De nombreuses mamans avaient certainement posé des questions sur des sujets liés à l’allaitement, par exemple si leur bébé avait une bonne prise de lait ou s’ils produisaient suffisamment de lait. Mais elles étaient également préoccupées par les choses qui préoccupent toutes les nouvelles mamans, qu’elles allaitent ou non.
Ils voulaient savoir s’il était normal pour leur nouveau-né de bien faire la sieste s’ils dormaient directement sur leur maman ou papa. Ils voulaient savoir pourquoi leur enfant de trois mois se réveillait toujours à toutes les heures de la nuit. Ils voulaient savoir pourquoi leur enfant de deux mois ne faisait que des siestes de chat. Ils voulaient savoir pourquoi leur enfant de 12 mois encore je me suis réveillé au milieu de la nuit.
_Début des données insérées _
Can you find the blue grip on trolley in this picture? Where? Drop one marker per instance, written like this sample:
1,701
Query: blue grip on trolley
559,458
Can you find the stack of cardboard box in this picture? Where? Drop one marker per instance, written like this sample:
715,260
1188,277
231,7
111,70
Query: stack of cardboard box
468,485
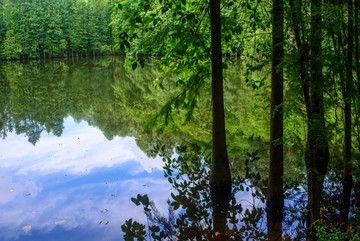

Ces mamans étaient bouleversées. Ils étaient épuisés. Ils ne se sentaient pas soutenus. Ils pensaient qu’il y avait quelque chose de mal avec leurs bébés. Ils ont été pris par surprise par la façon imprévisible, éveillée et erratique de leurs bébés d’agir.
Était-ce quelque chose qu’ils mangeaient? Leur bébé avait-il un trouble du sommeil? Leur bébé devait-il être roté plus fréquemment? Cette méthode d’entraînement au sommeil fonctionnerait-elle? Celui-ci, ça va? Changer l’heure du coucher? Changer le programme de sieste?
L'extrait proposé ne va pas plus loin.